Maturity profile — Example org. (synthetic)
Leadership ███████░░░ 72
Data █████░░░░░ 48
Culture ██████░░░░ 60
Capabilities ████░░░░░░ 40
Processes █████░░░░░ 52
Governance ███░░░░░░░ 32 ← bottleneck
Automation pot. ████████░░ 80 (high latent opportunity)
IMIA global: 51/100 → Level 3 (Functional adoption)
Cap applied: governance gate prevents Level 4 (Governance 32 < 40)
Diagnosis: high leap potential, held back by governance and data.
Recommendation: before scaling AI, establish usage and risk-management
policies (D6) and improve data accessibility/quality (D2).

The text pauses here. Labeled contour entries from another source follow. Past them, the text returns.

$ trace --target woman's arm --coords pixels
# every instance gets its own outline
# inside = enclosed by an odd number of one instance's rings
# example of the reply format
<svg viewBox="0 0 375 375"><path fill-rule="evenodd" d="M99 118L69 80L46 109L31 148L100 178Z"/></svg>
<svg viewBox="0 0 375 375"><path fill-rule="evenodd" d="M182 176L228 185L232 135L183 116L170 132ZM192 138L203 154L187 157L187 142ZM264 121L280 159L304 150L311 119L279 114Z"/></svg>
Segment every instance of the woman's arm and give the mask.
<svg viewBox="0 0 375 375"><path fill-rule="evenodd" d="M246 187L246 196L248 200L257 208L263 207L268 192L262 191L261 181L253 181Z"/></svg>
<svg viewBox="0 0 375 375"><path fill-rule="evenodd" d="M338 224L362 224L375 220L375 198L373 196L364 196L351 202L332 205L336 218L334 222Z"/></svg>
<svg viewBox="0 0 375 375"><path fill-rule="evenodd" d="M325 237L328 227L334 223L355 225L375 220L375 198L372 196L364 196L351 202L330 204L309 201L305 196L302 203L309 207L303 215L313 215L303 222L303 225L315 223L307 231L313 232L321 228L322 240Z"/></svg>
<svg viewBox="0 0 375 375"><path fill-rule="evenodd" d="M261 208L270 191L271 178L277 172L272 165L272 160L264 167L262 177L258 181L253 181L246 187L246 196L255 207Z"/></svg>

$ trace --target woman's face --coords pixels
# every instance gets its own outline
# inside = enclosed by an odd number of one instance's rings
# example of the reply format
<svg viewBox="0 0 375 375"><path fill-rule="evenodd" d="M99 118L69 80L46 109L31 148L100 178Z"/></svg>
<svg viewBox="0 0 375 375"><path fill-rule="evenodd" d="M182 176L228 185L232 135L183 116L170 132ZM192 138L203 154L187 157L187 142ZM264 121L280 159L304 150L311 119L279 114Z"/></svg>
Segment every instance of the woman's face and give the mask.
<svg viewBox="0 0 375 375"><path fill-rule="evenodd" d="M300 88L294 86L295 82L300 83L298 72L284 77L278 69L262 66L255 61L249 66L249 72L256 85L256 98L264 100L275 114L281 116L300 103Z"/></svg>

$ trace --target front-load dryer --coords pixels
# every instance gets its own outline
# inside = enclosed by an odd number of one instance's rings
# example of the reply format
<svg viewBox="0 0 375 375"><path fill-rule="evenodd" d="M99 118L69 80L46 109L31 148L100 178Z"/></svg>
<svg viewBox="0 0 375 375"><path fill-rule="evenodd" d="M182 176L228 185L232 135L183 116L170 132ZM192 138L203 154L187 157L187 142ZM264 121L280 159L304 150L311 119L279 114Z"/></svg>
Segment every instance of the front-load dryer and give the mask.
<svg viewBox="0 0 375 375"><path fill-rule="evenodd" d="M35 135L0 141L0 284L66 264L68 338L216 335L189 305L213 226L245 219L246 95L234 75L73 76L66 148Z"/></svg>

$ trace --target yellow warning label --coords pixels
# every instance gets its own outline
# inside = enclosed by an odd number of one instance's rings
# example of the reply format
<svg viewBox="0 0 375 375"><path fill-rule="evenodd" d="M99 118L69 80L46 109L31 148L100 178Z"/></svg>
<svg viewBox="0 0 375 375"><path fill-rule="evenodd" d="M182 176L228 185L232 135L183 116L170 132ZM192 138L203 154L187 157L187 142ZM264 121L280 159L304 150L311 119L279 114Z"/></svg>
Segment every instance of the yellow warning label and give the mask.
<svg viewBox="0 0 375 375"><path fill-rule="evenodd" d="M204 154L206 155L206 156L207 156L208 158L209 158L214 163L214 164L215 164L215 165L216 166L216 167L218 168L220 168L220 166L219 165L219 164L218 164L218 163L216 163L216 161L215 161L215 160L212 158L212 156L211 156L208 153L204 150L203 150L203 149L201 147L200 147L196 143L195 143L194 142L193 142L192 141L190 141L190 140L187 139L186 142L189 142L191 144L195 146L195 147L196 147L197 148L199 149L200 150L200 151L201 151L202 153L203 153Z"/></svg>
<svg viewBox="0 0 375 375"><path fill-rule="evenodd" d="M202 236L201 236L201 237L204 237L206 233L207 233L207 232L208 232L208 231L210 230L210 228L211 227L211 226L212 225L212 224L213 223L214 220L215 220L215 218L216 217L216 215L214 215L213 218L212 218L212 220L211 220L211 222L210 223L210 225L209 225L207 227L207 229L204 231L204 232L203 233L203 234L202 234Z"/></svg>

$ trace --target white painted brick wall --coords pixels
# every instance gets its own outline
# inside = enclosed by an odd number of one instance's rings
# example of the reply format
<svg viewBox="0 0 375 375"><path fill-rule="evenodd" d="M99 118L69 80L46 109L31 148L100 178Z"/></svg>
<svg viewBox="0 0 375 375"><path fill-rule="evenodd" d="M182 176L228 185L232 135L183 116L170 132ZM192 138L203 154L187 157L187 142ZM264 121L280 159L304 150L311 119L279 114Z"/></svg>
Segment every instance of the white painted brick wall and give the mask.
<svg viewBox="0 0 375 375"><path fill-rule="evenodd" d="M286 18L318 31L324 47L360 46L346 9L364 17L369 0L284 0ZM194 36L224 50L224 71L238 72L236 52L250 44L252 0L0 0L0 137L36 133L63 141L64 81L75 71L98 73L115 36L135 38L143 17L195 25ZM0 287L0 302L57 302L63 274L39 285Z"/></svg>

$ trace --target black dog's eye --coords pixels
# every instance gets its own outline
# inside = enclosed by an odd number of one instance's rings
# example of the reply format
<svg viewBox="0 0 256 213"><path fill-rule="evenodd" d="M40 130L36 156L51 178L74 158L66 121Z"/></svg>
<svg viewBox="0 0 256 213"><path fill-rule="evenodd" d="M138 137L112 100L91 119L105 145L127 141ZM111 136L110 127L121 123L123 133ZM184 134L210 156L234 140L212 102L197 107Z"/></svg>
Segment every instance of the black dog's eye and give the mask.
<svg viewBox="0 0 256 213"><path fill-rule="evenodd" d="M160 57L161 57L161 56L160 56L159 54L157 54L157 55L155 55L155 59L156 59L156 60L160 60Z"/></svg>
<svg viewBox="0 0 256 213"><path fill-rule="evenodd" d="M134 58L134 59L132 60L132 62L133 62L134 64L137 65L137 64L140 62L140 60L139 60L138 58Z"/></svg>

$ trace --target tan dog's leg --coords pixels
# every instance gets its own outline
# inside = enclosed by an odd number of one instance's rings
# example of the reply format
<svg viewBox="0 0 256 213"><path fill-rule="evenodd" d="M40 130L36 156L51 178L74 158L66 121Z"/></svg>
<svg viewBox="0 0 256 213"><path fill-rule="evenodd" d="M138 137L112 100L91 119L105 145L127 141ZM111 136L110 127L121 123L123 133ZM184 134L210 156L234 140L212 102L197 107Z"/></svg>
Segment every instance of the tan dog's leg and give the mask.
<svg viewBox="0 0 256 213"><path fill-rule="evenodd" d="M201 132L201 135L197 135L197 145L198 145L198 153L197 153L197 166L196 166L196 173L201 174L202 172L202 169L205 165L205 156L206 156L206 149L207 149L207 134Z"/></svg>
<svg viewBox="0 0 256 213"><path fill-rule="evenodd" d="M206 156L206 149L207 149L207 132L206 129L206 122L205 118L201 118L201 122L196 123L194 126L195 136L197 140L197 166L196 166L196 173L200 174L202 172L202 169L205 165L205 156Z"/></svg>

The actionable reading is not “they are at Level 3”, but “their bottleneck is Governance and Data, not Leadership; their value ceiling is high” —exactly what a governed adoption roadmap needs in order to prioritize. Not a number: what to unblock first.
Why this case proves the role
- Governance: I designed a model where governance is a measurable gate, with auditable gates —operational governance, not theory. Direct study material for IAPP AIGP.

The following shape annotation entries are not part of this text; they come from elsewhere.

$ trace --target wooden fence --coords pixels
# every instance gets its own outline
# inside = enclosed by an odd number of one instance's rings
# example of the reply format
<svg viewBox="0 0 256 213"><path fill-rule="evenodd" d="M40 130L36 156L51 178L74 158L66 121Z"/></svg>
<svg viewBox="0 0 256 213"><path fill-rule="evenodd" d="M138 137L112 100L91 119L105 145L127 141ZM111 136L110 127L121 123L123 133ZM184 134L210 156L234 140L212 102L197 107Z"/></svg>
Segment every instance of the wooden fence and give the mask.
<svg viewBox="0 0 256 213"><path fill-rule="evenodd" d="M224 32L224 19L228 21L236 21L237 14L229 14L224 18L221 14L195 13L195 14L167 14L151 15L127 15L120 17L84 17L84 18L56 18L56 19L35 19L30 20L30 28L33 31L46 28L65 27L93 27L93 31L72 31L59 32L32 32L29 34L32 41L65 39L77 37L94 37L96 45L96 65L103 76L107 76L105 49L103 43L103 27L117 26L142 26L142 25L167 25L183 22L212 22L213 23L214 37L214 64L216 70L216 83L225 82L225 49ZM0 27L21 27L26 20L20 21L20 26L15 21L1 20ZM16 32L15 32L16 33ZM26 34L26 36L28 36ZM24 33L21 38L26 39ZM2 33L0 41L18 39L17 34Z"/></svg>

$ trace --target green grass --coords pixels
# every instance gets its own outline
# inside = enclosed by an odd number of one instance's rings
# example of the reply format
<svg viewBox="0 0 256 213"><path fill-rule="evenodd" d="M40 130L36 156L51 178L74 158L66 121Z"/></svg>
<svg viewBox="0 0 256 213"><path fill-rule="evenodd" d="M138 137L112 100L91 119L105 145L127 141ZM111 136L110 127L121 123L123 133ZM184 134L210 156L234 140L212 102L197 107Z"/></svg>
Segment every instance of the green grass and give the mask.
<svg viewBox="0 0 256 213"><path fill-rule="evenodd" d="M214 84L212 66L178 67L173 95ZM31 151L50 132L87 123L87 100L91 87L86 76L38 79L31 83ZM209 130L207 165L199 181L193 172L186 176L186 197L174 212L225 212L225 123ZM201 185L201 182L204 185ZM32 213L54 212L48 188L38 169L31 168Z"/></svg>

- Adoption: the output is an adoption roadmap prioritized by bottleneck and potential —the central conversation of an AI Adoption Architect.
- Rigor: versioned scoring, justified weighting, empirical recalibration plan; the weights that are a design decision are declared as such.
- Honesty: the method is published, not client data; the example is synthetic and labeled.
What I would do differently at scale
- Recalibrate weights and gates with real observatory data (scoring v2.0) and report reliability per dimension.
- Map each governance item to concrete controls of the EU AI Act and the NIST AI RMF, turning the diagnosis into a regulatory readiness assessment.
- Automate the radial profile and the individual report as a reproducible artifact.